The recent media and political focus on race issues within sexual exploitation cases could put more children and young people at risk, according to the new chief executive of Barnardo’s.

“From our experience, we know that in some areas ethnicity is a factor, but in many other areas it isn’t,” Anne Marie Carrie told Community Care. Carrie takes over this month from chief executive Martin Narey.

“If you focus on one model of sexual exploitation, children who are being exploited in different circumstances won’t see that it’s an issue for them as well. Young people who need support won’t come forward because they don’t fit the model that’s being presented.”

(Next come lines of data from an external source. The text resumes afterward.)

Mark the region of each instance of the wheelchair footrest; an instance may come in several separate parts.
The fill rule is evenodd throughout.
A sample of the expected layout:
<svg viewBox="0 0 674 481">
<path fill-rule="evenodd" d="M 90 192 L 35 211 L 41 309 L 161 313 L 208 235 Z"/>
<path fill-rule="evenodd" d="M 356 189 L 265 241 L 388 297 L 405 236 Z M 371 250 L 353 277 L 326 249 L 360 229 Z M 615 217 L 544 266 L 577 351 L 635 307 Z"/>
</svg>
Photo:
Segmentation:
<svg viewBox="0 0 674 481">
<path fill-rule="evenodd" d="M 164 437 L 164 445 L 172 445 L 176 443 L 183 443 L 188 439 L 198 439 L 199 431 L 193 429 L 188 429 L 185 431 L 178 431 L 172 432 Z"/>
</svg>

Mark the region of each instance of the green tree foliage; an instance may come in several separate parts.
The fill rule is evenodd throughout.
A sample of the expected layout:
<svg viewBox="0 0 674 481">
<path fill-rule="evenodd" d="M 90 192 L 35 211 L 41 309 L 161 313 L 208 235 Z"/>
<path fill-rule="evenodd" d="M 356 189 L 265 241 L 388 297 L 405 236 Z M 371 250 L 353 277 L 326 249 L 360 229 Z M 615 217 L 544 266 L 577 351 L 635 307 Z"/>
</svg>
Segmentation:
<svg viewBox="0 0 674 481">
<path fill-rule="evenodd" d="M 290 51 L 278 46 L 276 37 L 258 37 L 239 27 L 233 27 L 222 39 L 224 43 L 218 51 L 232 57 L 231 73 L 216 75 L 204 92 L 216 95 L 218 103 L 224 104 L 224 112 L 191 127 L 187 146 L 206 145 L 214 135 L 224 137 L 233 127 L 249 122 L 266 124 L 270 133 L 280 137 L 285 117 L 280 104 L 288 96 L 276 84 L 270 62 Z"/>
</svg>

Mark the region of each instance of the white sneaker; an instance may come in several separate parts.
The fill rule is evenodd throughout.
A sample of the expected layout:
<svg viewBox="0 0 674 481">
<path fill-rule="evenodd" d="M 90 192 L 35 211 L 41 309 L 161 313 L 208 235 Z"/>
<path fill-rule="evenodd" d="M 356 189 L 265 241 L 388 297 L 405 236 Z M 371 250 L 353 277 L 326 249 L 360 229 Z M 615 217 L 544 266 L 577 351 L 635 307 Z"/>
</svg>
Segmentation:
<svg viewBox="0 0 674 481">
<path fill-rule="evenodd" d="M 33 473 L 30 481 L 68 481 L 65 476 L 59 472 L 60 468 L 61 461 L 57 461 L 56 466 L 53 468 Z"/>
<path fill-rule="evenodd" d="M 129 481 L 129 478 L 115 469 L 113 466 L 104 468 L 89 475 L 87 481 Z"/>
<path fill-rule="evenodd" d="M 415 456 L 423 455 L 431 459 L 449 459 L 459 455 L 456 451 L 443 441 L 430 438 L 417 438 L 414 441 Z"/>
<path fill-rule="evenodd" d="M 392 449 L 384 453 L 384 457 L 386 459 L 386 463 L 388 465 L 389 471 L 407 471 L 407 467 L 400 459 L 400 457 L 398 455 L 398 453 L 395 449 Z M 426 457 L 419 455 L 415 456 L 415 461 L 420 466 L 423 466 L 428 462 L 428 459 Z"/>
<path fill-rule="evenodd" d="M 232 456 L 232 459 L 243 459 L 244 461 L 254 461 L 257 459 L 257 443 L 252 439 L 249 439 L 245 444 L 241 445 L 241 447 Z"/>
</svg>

Carrie said one of her first initiatives in her new role as chief executive would be to try to push sexual exploitation up the child protection agenda.

Today, she used her first official day in office to launch a Barnardo’s campaign, Cut Them Free, and report, Puppet on a string: The urgent need to cut children free from sexual exploitation. Both urge the government to ensure that sexually exploited young people are given the same protection afforded to babies and younger children.

“At the moment, people aren’t seeing it as primarily a child protection issue, which is what it is,” she said. “I’m going to be calling on the secretary of state to lead on this as a child protection issue. We need to get the focus back on the victims,” Carrie said.

The report – which calls on education secretary Michael Gove to appoint a minister to take forward a national action plan on sexual exploitation – reveals worrying trends identified by a survey of the charity’s 22 specialist services. 

It found that child exploitation is becoming more organised and sophisticated in the UK. All but one of the services had worked with children who had been trafficked and moved between UK cities and towns, while perpetrators were increasingly found to be using the internet and mobile phones to target and groom children.

The research also reveals the risk for younger children is growing, with the average age of victims identified by the services falling from 15 to 13. Some services are even working with children as young as 10.

The report and campaign urges the government to take “radical action” to: raise awareness to improve early identification of child sexual exploitation; improve statutory responses and the provision of services; improve data on the prevalence of child sexual exploitation and improve prosecution procedures. 

Before taking her new post at Barnardo’s, Carrie was the first deputy chief executive and executive director of family and children’s services at the London Borough of Kensington and Chelsea.